Number of partitions in RDD and performance in Spark
To add to javadba's excellent answer, I recall the docs recommend to have your number of partitions set to 3 or 4 times the number of CPU cores in your cluster so that the work gets distributed more evenly among the available CPU cores. Meaning, if you only have 1 partition per CPU core in the cluster you will have to wait for the one longest running task to complete but if you had broken that down further the workload would be more evenly balanced with fast and slow running tasks evening out.
Number of partition have high impact on spark's code performance.
Ideally the spark partition implies how much data you want to shuffle. Normally you should set this parameter on your shuffle size(shuffle read/write) and then you can set the number of partition as 128 to 256 MB per partition to gain maximum performance.

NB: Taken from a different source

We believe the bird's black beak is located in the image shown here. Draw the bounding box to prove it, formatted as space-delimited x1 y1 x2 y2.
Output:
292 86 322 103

You can set partition in your spark sql code by setting the property as:
spark.sql.shuffle.partitions
or while using any dataframe you can set this by below:
df.repartition(numOfPartitions)
The primary effect would be by specifying too few partitions or far too many partitions.
Too few partitions You will not utilize all of the cores available in the cluster.
Too many partitions There will be excessive overhead in managing many small tasks.
Between the two the first one is far more impactful on performance. Scheduling too many smalls tasks is a relatively small impact at this point for partition counts below 1000. If you have on the order of tens of thousands of partitions then spark gets very slow.